In this step, a process is performed based on the tracking results in the k video frames using the first tracking feature. Specifically, if the tracked hand is missed (i.e., tracking failure) since a video frame of the k video frames, or the reliability of the tracking result of the video frame T+k is still less than the reliability threshold, namely, the tracking performance still does not get better after the “allowable period” is over, it is determined that the scene has been changed, and good tracking performance cannot be obtained by using the first tracking feature in the current scene. On the contrary, if the tracking performance gets better, for example, the reliability becomes greater than or equal to the reliability threshold since a video frame in the “allowable period” and the reliability of subsequent frames are still greater than or equal to the reliability threshold, it is determined that good tracking performance can be obtained by using the first tracking feature in the current scene; thus the first tracking feature can still be used for the tracking.
Returning to
When the scene of the video frame is changed and good tracking performance cannot be obtained based on the first tracking feature in the changed scene, in step S220, the tracking feature with the optimal tracking performance for the changed scene may be selected by any appropriate methods. As an example, the second tracking feature with the optimal tracking performance for the changed scene may be selected based on previously calculated tracking performance of each of the tracking features in each of the scenes of a training data set. The training data set consists of training video frames in the scenes, and the training video frames include the hand. In this example, the tracking performance of each of the tracking features in each of the scenes is previously calculated; thus, after the changed scene is determined, it is easy to select the tracking feature with the optimal tracking performance for the changed scene. The tracking performance of each of the tracking features in each of the scenes may be previously calculated by any known methods in the art; for the complete description, an example will be described briefly.
First, a feature pool is constructed. The feature pool includes features that can have good tracking performance in the tracking of a hand, for example, a single feature such as color feature, depth feature, edge feature, grayscale feature or the like, and a combination feature of a plurality of the single features. Furthermore, the training data is collected and a training data set is established. It should be noted that, the training data set may cover as many different scenes relating to the motion of the hand as possible, and specifically, different scenes relating to the motion of the hand in the human-computer interaction field. Next, the training data (including video frames of the hand) is classified according to the scenes relating to the motion of the hand. The scenes relating to the motion of the hand include, for example, a scene in which the hand moves rapidly, a scene in which the hand moves to the vicinity of the face or the like. It should be noted that, these two scenes are just examples, and the number and the type of the specific scenes may be set according to the actual application.
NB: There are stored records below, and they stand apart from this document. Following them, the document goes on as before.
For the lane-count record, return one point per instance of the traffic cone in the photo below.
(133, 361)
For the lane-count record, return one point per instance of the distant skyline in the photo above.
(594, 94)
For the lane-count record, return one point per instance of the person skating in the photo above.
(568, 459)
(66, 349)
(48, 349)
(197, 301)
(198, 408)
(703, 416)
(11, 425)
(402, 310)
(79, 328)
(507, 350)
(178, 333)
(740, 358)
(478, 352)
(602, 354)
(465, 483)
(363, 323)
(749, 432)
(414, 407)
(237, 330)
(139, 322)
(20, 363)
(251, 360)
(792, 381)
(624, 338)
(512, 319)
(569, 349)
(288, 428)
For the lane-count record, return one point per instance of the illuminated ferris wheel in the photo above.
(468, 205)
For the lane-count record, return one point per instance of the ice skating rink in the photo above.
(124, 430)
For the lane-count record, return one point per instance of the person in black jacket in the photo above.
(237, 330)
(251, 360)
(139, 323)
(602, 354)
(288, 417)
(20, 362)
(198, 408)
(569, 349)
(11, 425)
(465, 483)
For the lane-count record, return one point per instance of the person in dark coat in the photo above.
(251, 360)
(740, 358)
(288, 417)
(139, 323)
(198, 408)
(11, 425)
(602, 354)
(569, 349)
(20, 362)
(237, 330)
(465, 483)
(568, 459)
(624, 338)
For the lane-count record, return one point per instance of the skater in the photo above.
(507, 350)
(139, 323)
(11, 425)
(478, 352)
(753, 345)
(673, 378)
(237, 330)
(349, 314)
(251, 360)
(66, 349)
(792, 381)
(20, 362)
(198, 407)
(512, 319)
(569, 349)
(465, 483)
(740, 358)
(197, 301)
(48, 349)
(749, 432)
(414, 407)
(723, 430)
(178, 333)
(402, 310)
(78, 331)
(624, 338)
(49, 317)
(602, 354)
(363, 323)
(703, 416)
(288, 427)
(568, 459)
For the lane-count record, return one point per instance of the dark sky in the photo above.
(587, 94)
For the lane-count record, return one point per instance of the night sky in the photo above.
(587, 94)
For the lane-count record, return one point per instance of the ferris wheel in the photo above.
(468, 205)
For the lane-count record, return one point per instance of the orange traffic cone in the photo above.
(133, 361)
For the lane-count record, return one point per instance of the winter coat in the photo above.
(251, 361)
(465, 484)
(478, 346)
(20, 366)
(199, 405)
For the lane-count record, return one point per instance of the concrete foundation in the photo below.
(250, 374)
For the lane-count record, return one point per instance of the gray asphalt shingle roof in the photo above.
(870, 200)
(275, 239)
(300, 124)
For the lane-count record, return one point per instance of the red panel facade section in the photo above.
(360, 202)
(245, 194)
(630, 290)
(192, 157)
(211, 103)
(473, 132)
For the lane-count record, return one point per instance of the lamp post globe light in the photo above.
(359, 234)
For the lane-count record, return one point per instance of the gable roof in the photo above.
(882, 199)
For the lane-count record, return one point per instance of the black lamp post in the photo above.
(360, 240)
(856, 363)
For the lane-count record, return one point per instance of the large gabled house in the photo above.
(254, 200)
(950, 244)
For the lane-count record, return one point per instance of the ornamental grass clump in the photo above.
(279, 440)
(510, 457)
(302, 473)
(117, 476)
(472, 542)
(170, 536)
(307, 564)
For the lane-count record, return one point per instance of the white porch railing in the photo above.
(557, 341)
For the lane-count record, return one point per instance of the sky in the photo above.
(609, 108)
After the training data is classified according to the different scenes, for each of the video frames in each of the scenes, a position of the hand in the video frame is artificially marked, as ground truth, by drawing a hand region using a rectangular frame or drawing a center position using points. Furthermore, for each of the scenes, feature distribution of each of the features in the feature pool is calculated. The feature distribution reflects a specific value of the tracking feature in each of the frames in the scene. For example, when a depth value is used as the tracking feature, the specific value in each of the frames is a depth value of the detected hand in each of the frames. For example,
After the training data is classified according to different scenes, an offline tracking of the hand is performed for all of the scenes, by using the features in the feature pool. For example, if there are r features (single features or combination features) in the feature pool, the tracking of the hand is performed for each of the r features, and the tracking of the hand is performed for all of the scenes. And then, for each of the tracking features, average tracking performance in each of the scenes is calculated. The tracking performance is represented by parameters or the combination thereof, such as tracking accuracy, tracking error, number of times of tracking failure (missing the tracking object) or the like. For example, as illustrated by the following expression (2), the average tracking performance is represented by the combination of the tracking error and the number of times of tracking failure.
where, Avg.PRm represents average tracking performance of a feature in a scene m, errori represents tracking error of the feature in a i-th frame of the scene m, the tracking error may be represented by a distance between an artificially marked ground truth of a position of the hand in the video frame and an offline-tracked position of the hand in the video frame, n is the number of the video frames of the scene m in the training data set, and losstimesm represents the number of tracking failures of the feature in the scene m. The smaller Avg.PRm calculated by the expression (2) is, the better the tracking performance of the feature is.
Thus, the tracking performance of the tracking features in the scenes can be previously calculated according to the above expression (2). It should be noted that, the expression (2) may also be expanded to the whole training data set, namely, average tracking performance of the features may also be calculated for the whole training data set.
Returning to step S220, as described above, in this step, it is only necessary to determine what the scene is changed to; and the feature with the optimal tracking performance for the changed scene can be selected by the previously calculated tracking performance of the tracking features in the scenes. The detailed steps will be described with reference to
As illustrated in
In step S620, distances between the feature distribution and the previously calculated feature distribution of the first tracking feature in each of the scenes of the training data set are calculated.
As described above, in the k+1 video frames from the video frame T to the video frame T+k, good tracking performance cannot obtained by using the first tracking feature, thus it is determined that the scene has changed since the video frame T. Here, for convenience of explanation, a current scene that has been changed is represented by Situationcurrent. Furthermore, as described above, for each possible scene, distribution of each possible feature in the feature pool is previously calculated.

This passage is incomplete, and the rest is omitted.